The problem with teaching abstractions
For want of distraction, I've been hanging around some of the OpenCL forums of late. Boy do they get some ninny questions.
From people trying to drop plain C (with full stdio and all) into the compiler and expecting it to work, to someone asking if you can 'write functions' in the host language ... (err, I mean seriously. Maybe the guy is a matlab guru but certainly it isn't that hard to find out about C or whatever host language he's using).
But those are just the most extreme in the last couple of days. What is more worrying is just how many people don't seem to understand computer architecture at all - much less a system containing a 'remote' processing device like a GPU.

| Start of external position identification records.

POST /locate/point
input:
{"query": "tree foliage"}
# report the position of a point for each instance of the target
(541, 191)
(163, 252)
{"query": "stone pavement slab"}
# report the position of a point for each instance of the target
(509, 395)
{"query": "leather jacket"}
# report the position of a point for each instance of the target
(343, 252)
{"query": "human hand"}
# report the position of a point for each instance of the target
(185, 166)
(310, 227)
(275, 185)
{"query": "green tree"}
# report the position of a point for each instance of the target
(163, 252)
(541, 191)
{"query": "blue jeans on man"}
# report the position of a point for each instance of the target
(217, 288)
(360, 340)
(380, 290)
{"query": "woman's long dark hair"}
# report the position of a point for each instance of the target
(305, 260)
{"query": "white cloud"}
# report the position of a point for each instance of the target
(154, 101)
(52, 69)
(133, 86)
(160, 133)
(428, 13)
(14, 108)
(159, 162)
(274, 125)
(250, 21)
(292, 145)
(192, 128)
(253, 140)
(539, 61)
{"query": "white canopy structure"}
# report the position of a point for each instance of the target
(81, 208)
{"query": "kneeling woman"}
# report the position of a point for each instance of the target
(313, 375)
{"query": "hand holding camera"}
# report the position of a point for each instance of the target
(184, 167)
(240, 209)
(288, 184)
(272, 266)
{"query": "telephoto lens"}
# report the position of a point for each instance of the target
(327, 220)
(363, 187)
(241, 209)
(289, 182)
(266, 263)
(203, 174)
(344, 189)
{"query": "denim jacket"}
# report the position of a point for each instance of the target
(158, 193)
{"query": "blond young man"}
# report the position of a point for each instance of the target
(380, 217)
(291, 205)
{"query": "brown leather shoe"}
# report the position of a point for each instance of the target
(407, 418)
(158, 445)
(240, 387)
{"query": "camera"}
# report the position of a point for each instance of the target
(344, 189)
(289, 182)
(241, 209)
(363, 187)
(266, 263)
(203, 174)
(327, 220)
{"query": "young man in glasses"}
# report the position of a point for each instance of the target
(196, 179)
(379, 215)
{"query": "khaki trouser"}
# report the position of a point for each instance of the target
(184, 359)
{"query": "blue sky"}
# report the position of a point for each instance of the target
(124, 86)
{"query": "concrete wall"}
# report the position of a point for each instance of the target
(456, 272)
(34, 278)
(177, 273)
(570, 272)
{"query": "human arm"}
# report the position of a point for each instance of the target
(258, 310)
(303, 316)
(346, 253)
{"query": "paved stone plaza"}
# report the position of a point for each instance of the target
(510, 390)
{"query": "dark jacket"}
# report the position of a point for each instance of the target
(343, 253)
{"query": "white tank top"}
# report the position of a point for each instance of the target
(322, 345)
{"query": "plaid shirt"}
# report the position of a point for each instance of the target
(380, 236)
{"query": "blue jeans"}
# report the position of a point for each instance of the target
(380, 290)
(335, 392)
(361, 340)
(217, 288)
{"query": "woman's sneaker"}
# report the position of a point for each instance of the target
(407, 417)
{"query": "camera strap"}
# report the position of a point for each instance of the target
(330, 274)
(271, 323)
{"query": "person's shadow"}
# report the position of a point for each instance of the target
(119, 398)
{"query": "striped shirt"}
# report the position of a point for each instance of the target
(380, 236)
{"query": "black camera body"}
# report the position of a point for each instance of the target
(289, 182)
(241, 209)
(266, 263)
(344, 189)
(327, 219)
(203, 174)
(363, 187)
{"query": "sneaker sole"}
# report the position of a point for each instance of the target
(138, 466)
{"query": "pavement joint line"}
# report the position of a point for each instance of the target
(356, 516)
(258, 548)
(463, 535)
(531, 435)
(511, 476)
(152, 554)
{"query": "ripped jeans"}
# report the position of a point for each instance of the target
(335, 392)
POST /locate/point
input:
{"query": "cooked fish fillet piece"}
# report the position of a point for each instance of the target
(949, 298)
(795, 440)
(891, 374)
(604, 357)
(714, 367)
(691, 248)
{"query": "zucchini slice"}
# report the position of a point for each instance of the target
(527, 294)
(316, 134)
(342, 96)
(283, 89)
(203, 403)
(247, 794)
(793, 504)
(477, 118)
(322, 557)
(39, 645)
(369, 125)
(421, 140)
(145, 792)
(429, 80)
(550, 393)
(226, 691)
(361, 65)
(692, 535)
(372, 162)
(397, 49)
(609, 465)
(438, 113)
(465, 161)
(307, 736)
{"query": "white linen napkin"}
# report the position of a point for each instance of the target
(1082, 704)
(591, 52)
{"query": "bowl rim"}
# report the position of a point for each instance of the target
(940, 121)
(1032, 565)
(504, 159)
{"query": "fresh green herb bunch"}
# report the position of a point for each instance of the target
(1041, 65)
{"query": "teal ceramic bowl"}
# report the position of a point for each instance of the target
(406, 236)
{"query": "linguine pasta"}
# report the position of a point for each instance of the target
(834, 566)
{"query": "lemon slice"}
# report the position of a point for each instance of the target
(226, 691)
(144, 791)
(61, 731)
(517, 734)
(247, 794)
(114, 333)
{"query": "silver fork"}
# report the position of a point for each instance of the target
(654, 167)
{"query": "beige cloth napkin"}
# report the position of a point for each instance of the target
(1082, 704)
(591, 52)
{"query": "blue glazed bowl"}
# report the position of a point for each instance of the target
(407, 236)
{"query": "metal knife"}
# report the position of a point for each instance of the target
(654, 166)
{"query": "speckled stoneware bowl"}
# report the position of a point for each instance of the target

Really basic things like cache, registers, stack, memory latency, memory banks & contention, I/O bus latency, call invocation overheads, and so on. Not to mention the less-obvious but not really more complex ideas that GPU's bring to the table such as memory coalescing, thread divergence/masking (i.e. SIMT branches), local memory, and so on.
Also, a rough idea of just how fucking fast modern hardware is.
I presume most of the queries are from students but they just seem to have absolutely NFI what is going on 'under the bonnet' on their shiny new bit of hardware. e.g. the reason your code is slower on a GPU should be bleedingly obvious before you went anywhere near a compiler.
Before trying to work with such a complex system, you really need to know some basics of computer system architecture - otherwise none of the api will make any sense, nor will any of the results.
The manuals are good: just read them.
Experiment on your own; it's easy, it's fast, it's cheap (it only takes your time, and a student's time isn't worth anything). You don't learn any-where near as much if you just copy someone else, or forever ask inane questions.